M. Continuo
Malaysia's Anwar pleads not guilty to sodomy charge
KUALA LUMPUR (Reuters) - Malaysian opposition leader Anwar Ibrahim faced his 24-year old male accuser in court on Wednesday in a trial for sodomy that could see one of Asia's best-known politicians jailed for 20 years.
The 62-year denies the charge, which he says is a plot to end his democratic challenge to a government which has ruled the Southeast Asian country for 52 years.
In a court packed with journalists, Anwar supporters and foreign diplomats, one of Anwar's daughters shouted "repent" at former aide Saiful Bukhari Azlan as he entered the room.
Saiful identified Anwar as the person who had sodomised him in June 2008, saying the he had demanded sex in a condominium in uptown Kuala Lumpur.
"I was angry and afraid," Saiful told the court.
"I rejected his offer. I said I didn't want to do it," he said as the court proceedings were brought to an end with the defence lawyers asking for the case to proceed in camera.
After Saiful's comments, two of Anwar's daughters reached to support their father while his wife put her arms around the daughters.

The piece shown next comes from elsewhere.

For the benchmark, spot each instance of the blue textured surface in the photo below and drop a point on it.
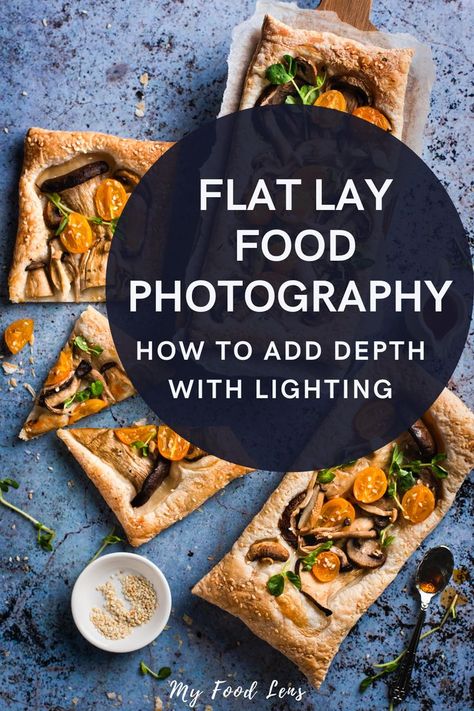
(77, 66)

SECOND SODOMY TRIAL FOR ANWAR
All homosexual acts are illegal in mainly Muslim Malaysia and Anwar was convicted of sodomy and sentenced to nine years in jail in 2000 in a trial that drew widespread condemnation, although the charge was later quashed.

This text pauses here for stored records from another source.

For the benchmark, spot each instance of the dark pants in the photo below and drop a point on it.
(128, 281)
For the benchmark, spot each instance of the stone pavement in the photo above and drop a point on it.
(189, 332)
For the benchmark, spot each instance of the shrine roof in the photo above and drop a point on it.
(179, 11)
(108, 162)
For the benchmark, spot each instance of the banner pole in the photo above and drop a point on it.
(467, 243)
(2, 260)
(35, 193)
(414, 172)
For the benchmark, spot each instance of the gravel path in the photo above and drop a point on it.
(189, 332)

Since his acquittal and return to parliament, Anwar has harried the government into dismissing its prime minister, who lead the National Front coalition to its worst ever showing in national and state elections in 2008.
Despite the opposition's success in winning seven of nine by-elections since the 2008 polls, just 20 people gathered outside the court to shout "reformasi" (reform), the war cry of Anwar's 1998 movement that drew tens of thousands of protesters.

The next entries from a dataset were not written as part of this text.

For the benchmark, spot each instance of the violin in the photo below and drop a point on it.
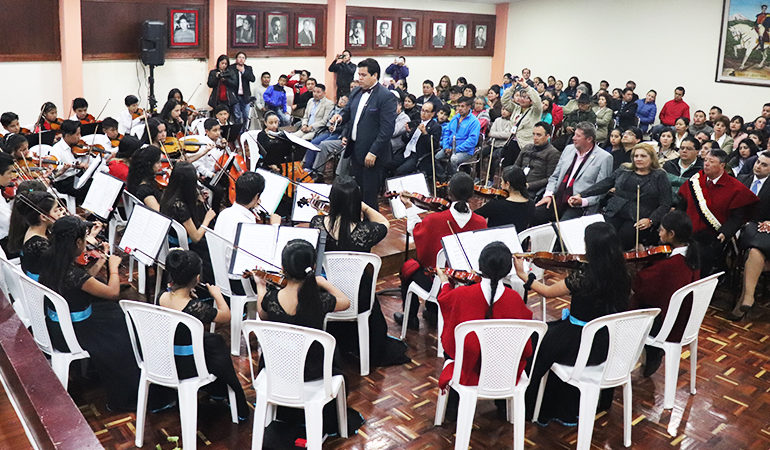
(461, 276)
(490, 192)
(319, 204)
(423, 201)
(272, 278)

The new trial has cast a shadow over Prime Minister Najib Razak's efforts to win new foreign investment for Malaysia, which saw the third biggest outflow of portfolio investment of any emerging market country in 2009.
Malaysia has been hit by a slew of negative publicity after attacks on churches by Muslims opposed to a Catholic newspaper being allowed to use the word "Allah" for God, as well as for the sentencing of a Muslim woman to caning for drinking beer.
Anwar's case is likely to turn on disputed DNA evidence and medical testimony that his lawyers say is contradictory and which they have not been given access to.
The case was adjourned until Thursday.